Older African Americans and college students with children disproportionately bear the burden of education debt, according to a pair of reports released this week that researchers say show the need for more nuanced solutions from higher education.
Americans over age 50 collectively hold $247 billion in outstanding federal education loans, an amount that has grown threefold since 2003, policy analysts at the Urban Institute found. The impact of that debt differs depending on whether borrowers took out the loan for themselves or for family members, according to a report released Thursday by the think tank.
Using Federal Reserve data, researchers found borrowers who took out loans to pay for their own education are more likely to be behind on payments or say they feel financially insecure compared with those who borrowed on behalf of relatives.
Socioeconomics play an important role, with wealthier people more likely to hold education debt for a child or grandchild. Only 2 percent of all older adults earning more than $100,000 a year hold debt for their own education, but 13 percent have loans tied to their children or grandchildren.
The researchers found older African Americans are three times as likely to hold education debt for themselves compared to their white counterparts.
It is difficult to say exactly why this dichotomy exists, but Kristin Blagg, a research associate at the Urban Institute and co-author of the report, suspects persistent racial inequality is a contributing factor.
Demos, a liberal think tank, and the Institute on Assets and Social Policy at Brandeis University found African Americans are far more likely to have student debt, regardless of income. Black families, after decades of being shut out of traditional ladders of economic opportunity, have the fewest resources to cover the costs of college or to protect against the risk of borrowing.

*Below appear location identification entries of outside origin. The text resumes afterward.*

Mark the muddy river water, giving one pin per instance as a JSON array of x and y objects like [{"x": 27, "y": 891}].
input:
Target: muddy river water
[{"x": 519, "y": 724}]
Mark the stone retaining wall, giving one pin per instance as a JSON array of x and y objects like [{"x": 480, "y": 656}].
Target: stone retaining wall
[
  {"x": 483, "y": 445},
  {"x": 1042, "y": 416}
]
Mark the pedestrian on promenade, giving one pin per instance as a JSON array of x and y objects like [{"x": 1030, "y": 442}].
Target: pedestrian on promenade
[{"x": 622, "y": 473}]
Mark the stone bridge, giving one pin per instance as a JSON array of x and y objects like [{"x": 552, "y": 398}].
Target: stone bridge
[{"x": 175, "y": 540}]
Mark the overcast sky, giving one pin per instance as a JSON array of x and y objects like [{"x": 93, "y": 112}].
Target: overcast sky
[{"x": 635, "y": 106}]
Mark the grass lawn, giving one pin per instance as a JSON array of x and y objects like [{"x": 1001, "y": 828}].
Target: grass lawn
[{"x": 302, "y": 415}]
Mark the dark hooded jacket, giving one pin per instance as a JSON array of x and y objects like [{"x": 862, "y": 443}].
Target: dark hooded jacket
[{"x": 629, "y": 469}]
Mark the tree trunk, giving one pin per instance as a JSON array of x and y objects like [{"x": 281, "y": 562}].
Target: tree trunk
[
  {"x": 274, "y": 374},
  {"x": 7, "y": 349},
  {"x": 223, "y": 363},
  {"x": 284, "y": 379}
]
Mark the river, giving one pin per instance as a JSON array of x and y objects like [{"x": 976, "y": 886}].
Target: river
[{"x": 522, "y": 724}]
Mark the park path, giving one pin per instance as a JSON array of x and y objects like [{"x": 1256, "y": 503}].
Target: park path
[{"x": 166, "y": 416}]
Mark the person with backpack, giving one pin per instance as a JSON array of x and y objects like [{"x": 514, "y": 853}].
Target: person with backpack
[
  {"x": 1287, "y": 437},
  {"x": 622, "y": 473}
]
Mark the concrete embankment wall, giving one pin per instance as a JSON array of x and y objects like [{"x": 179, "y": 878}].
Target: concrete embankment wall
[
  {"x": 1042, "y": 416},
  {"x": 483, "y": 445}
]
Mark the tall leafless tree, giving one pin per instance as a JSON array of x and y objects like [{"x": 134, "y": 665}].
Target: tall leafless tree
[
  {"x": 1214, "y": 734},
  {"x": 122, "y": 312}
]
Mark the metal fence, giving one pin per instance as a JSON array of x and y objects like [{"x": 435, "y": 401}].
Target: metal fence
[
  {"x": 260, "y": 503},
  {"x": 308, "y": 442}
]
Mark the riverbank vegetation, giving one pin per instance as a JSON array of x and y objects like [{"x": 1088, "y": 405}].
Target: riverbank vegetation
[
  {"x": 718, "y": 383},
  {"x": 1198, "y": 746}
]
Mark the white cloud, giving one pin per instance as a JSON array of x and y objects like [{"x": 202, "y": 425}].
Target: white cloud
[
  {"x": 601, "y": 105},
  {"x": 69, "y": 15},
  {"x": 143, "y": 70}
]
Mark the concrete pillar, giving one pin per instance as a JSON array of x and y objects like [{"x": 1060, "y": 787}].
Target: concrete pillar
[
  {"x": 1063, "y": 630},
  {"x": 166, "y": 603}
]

Blagg points to a recent study from the Center for American Progress think tank showing nearly half of African American borrowers who started college in the 2003-2004 academic year defaulted within 12 years after entering school.
That study also found three-quarters of black borrowers who defaulted during that period dropped out of for-profit colleges. Black students have long filled the rosters at for-profit colleges, leaving Blagg to suspect that some of the debt held by older African Americans may be rooted in the popularity of such schools in the late 1980s and early 1990s.
“There were a lot of fly-by-night schools back then, and a lot of this debt may be really old debt,” she said. “This debt could just be continually rolled over, and low-income borrowers are struggling to pay it off.”
Understanding the complexities of debt among older borrowers could encourage more direct marketing of repayment plans designed to keep borrowers current on their loans, known as income-driven repayment plans, Blagg said.
While younger college graduates may be aware of income-driven repayment plans, Blagg said older borrowers may not be as familiar. Keeping older borrowers in good standing on their loans is especially important because defaulting could result in the federal government garnishing their Social Security.
Another report found that among college students with children, federal policy could help reduce defaults, according to Colleen Campbell, associate director for postsecondary education at the Center for American Progress. Almost half of those borrowers who began college in the 2003-2004 school year defaulted within 12 years of enrolling, based on data from the Department of Education. That’s double the rate of borrowers without children.
There are about 4.8 million undergraduates who have children and over half borrow to pay for college. Many of them are women of color, and most enroll in community and for-profit colleges. Only one-third of undergraduate students with children complete a credential within six years of enrolling. And those who drop out with student loans are at higher risk for defaulting.
“These students are not just likely borrowing more — and are more unprepared by their high schools — but enrolling in lower quality institutions or open access institutions that may not have the resources to support them,” she said.
Child care is critical in helping students with children complete their degree, but federal funding for campus-based child care has not kept pace with demand. What’s more, President Trump proposed eliminating the primary campus child care program, Child Care Access Means Parents in School, in his first budget. Senate lawmakers saved the program and maintained the $15 million funding, but advocates say that is not enough to meet the needs of students with children.
A survey of nearly 100 administrators at campus child care centers found 95 percent of centers at two- and four-year colleges maintained a waiting list with an average of 82 children, according to the Institute for Women’s Policy Research. That is if they actually had a child care center: Barely half of four-year state colleges and universities provide child care, compared with 55 percent in 2003. The decline is steeper at community colleges, where only 44 percent of schools offer services, down from 53 percent 14 years ago, according to the women’s policy institute.
“When students don’t have access to child care, workforce development, affordable health care, all of those things affect their success,” Campbell said. “And they are ultimately affecting students we should be caring about the most because they need the opportunities that postsecondary education affords.”